Sassoon also asked whether the data retention policy was followed when then-Alameda CEO Caroline Ellison sent him the spreadsheet with seven versions of the balance sheet via Signal chat. He said it was consistent with the policy, explaining that since “a rough draft of that that was still being workshopped I would not have yet considered a formal business document that had to be separately memorialized, nor would I have considered the sending of that to one other person so they could look over it to be a formal business decision.” Similarly, he said he also didn’t recall having a conversation with Caroline, Nishad or Gary about a $13 billion hole at FTX.
However, SBF did say that, in November 2022, he turned off the auto-delete feature on Signal “for a variety of reasons but including because what had been communicated to me, what I understood to be coming from regulators.”
Whose idea was the North Dimension bank account?
One of the moments when he seemed to dance around Sassoon’s line of questioning was in regards to the bank account for North Dimension, a subsidiary of Alameda Research, which prosecutors allege was used to process deposits from FTX customers into Alameda’s bank accounts. While Sassoon asked who decided to establish the entity North Dimension or use its bank account, he said he didn’t recall telling then-chief regulatory officer Dan Friedberg to set it up.
She asked multiple questions about who chose the name, why the description in its bank application was that it was a proprietary trading firm, when he signed the payment agent agreement, whether he signed it a year or two after the effective date. He kept responding variations of, “I don’t know,” or “I don’t recall.”
When Sassoon asked Bankman-Fried about conversations with his lawyers about the permissibility of using North Dimension to receive customer funds, Bankman-Fried replied with such an unclear, long response that Judge Kaplan interjected by first attempting to clarify the defendant’s answer, then repeating Sassoon’s question, and finally saying, “Listen to the question and answer the question directly.”

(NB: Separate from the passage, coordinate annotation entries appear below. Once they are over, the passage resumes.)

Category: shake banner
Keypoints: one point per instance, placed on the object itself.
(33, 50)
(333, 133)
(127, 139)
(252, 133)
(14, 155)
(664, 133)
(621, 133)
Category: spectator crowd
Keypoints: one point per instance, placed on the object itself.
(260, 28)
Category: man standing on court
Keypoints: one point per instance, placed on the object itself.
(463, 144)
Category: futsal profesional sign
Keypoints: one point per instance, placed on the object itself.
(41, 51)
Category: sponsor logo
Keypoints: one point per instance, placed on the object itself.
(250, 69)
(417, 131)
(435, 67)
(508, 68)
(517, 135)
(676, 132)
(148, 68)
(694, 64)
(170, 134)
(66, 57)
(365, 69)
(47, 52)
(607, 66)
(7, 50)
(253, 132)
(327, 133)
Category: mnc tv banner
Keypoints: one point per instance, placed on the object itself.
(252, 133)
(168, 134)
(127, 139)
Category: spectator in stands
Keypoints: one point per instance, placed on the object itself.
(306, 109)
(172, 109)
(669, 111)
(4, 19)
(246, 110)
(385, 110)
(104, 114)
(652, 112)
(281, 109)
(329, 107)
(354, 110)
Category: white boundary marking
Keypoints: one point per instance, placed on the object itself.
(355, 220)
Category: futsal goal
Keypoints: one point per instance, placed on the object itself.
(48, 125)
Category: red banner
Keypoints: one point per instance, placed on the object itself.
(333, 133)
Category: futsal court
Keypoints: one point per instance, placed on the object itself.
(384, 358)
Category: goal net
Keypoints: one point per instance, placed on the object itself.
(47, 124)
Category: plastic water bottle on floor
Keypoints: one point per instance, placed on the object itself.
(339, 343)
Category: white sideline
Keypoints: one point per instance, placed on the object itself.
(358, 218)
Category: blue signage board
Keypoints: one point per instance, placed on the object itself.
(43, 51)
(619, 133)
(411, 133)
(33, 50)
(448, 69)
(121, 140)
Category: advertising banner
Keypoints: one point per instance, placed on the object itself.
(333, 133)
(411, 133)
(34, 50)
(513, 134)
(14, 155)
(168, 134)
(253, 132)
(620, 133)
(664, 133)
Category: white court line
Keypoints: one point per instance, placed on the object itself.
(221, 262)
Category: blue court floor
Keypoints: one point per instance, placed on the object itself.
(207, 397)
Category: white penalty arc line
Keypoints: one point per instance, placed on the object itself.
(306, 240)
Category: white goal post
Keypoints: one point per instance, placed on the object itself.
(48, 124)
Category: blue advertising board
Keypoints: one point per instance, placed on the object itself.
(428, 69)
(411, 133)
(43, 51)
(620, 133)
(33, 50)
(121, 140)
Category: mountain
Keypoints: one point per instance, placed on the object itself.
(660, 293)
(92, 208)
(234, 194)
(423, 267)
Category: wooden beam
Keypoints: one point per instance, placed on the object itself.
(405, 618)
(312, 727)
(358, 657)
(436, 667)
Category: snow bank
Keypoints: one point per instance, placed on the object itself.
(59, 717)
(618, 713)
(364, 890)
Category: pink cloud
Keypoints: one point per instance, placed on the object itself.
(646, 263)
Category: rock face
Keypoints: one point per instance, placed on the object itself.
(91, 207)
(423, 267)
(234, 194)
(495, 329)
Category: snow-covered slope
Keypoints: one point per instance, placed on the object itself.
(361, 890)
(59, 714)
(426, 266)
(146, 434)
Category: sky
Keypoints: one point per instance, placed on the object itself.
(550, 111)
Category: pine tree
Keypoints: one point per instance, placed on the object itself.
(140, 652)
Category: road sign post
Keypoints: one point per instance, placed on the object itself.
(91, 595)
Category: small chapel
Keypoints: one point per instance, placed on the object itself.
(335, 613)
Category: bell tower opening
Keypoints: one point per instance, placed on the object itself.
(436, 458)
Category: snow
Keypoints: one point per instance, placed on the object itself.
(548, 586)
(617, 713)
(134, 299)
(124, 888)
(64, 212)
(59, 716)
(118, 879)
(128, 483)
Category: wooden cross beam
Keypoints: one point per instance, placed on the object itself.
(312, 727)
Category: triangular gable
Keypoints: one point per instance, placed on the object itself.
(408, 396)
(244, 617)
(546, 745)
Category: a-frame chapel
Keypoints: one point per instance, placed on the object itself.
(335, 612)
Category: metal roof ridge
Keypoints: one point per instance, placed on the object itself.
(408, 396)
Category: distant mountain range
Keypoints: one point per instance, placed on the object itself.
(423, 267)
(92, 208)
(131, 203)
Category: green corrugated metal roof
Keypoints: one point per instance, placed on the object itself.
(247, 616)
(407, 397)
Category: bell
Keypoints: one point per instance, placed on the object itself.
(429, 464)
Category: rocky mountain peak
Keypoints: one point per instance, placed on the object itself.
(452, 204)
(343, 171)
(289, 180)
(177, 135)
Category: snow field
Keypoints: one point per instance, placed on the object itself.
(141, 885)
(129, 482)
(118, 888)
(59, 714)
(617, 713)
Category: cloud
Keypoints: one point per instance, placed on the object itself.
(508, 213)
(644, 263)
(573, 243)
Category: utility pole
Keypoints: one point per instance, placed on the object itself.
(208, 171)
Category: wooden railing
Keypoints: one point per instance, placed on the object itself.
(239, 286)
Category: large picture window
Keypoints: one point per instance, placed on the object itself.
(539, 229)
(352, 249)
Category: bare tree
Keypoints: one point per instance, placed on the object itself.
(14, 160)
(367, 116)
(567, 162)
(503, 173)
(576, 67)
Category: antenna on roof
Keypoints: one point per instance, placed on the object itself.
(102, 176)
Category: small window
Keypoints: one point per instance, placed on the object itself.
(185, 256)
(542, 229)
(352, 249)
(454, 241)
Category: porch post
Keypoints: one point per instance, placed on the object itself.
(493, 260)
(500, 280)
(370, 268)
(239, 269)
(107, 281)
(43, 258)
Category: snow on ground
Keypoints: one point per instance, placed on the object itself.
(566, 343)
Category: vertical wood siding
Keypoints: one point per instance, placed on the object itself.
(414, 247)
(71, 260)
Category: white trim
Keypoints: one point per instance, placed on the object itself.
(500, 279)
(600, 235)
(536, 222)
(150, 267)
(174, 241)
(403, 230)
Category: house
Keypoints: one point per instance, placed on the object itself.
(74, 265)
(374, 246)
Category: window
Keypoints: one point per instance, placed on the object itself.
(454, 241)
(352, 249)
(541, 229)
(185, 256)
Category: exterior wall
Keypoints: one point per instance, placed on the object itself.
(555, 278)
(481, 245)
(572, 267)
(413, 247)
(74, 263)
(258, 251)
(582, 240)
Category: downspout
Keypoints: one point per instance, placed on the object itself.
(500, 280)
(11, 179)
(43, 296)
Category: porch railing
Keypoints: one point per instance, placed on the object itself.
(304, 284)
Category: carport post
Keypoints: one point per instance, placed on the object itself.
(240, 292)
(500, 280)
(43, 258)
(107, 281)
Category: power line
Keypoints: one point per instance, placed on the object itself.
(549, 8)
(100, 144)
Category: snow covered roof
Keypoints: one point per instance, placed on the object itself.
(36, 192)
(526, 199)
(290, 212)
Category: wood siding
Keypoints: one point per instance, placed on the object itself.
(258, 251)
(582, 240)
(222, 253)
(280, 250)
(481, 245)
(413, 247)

Bankman-Fried ended up expressing that he didn’t know initially that North Dimension’s bank account would receive FTX customer deposits.
Other lines of questioning that were previewed in the evidentiary hearing involved the presence of counsel defense, namely having a lawyer present or having them draw up the documentation used in the alleged crime. However, Judge Kaplan likened this defense to someone who has a lawyer draw up documents for a transaction whose purpose was money laundering without revealing that to the lawyer. (He added at the end that he wasn’t saying anything about SBF’s guilt or innocence.) Still, it gave a hint that Judge Kaplan may be disinclined to allow the defense to use that line of questioning.
Odds and ends
Friday morning, Judge Kaplan will announce his decision on what parts of Bankman-Fried’s testimony are admissible in front of the jury.
The defense brought in its other two witnesses that morning, after the prosecution rested: a Bahamian lawyer that SBF had retained on November 12, the day after the bankruptcy, and a financial consultant who analyzed a snapshot of the FTX database.
However, in its cross examination, the government got across that the Bahamian lawyer was not involved with FTX until after the alleged crimes, and that the financial consultant’s analysis was of the FTX database, but was not cross-checked against actual bank balances or actual crypto assets held in FTX wallets using blockchain analysis, making the witnesses’ testimonies seem rather moot.